43 soldados argentinos de la comunidad judía combatieron en la Guerra de Malvinas (1982), enfrentando no solo al enemigo británico sino también actos de antisemitismo y discriminación por parte de sus superiores, incluyendo torturas como estaqueamientos.
Sufrieron un importante abandono por parte del ejército y en su mayoría los combatientes eran jóvenes conscriptos de 18 y 19 años.
La investigación de Hernán Dobry reveló que, debido al antisemitismo de altos mandos, algunos soldados sufrieron estaqueamientos y tratos severos, sumado a la falta de oficiales judíos en el ejército desde los años 40.

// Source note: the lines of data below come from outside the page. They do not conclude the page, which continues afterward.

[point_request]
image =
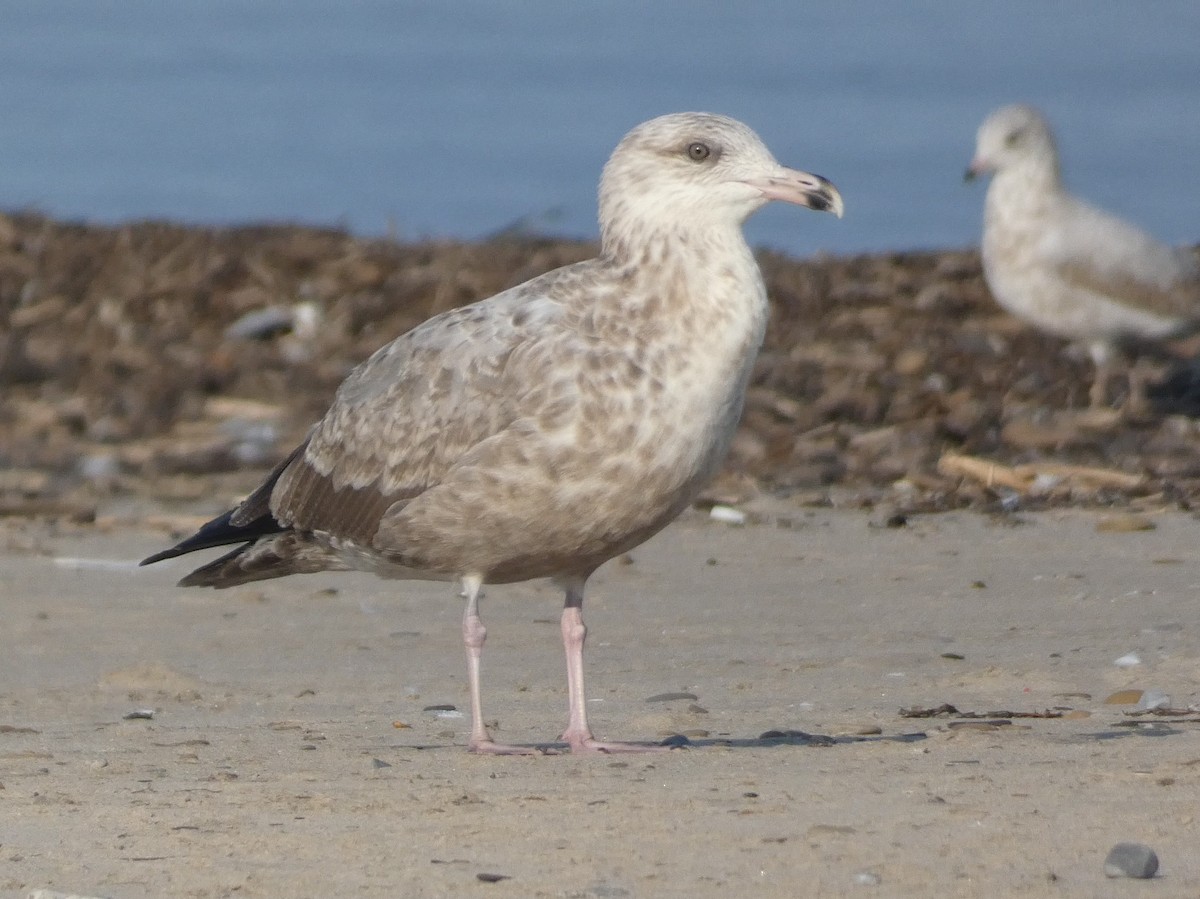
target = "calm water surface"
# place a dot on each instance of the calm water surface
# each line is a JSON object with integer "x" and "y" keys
{"x": 460, "y": 119}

Estudios recientes, libros y testimonios buscan visibilizar las historias de estos excombatientes y el dolor perdurable por la falta de reconocimiento del Estado.

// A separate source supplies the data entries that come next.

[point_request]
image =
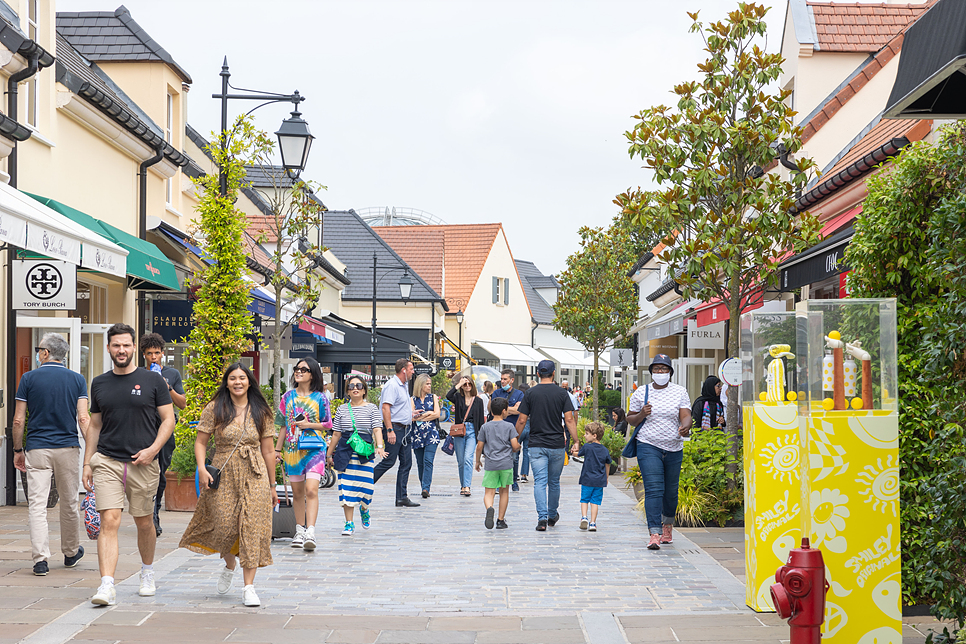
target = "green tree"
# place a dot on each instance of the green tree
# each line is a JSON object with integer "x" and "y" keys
{"x": 597, "y": 303}
{"x": 222, "y": 320}
{"x": 909, "y": 244}
{"x": 725, "y": 221}
{"x": 290, "y": 232}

La presencia judía en las islas es casi nula; en 2006, se registraba únicamente una persona de fe judía residiendo allí.
Un sábado de abril de 1982, poco después de un sorpresivo desembarco del ejército argentino en las Islas Malvinas, un espacio comunitario de debate plantó la semilla de un hecho histórico: se propuso el viaje de un grupo de rabinos para asistir espiritualmente a los soldados judíos que se trasladaban al sur, en vísperas de los inminentes combates.
“Y si vos sos tan argentino, explicame: ¿Por qué no hay un capellán judío en el ejército?”, preguntó desafiante el rabino Marshall Meyer, un rabino estadounidense que vivió 25 años en Argentina, y que es reconocido internacionalmente por su lucha por los derechos humanos vulnerados por la dictadura militar que gobernó en Argentina entre 1976 y 1983, etapa en la que se desarrolló la Guerra de Malvinas. “Yo voy”, fue la respuesta del rabino Baruj Plavnick Z’L, asistente y discípulo de Meyer, que entonces tenía 30 años y con dos palabras cambió el eje de la discusión.
La escena transcurrió durante un “kidushito”, como en ese momento llamaban coloquialmente en la comunidad Bet El a las reuniones que se celebraban en la casa del rabino Meyer después de cada ceremonia de Shabat. Ese día la discusión diferenciaba dos bandos. Por un lado, aquellos que, como Meyer, consideraban que estaban en contra del desembarco en Malvinas porque era obra de un régimen que estaba asesinando a miles de compatriotas. Y otros, como Plavnick, ponían por delante el derecho argentino a la soberanía sobre ese territorio, que pertenece a la plataforma continental argentina y que permanece ocupado por Gran Bretaña desde 1833.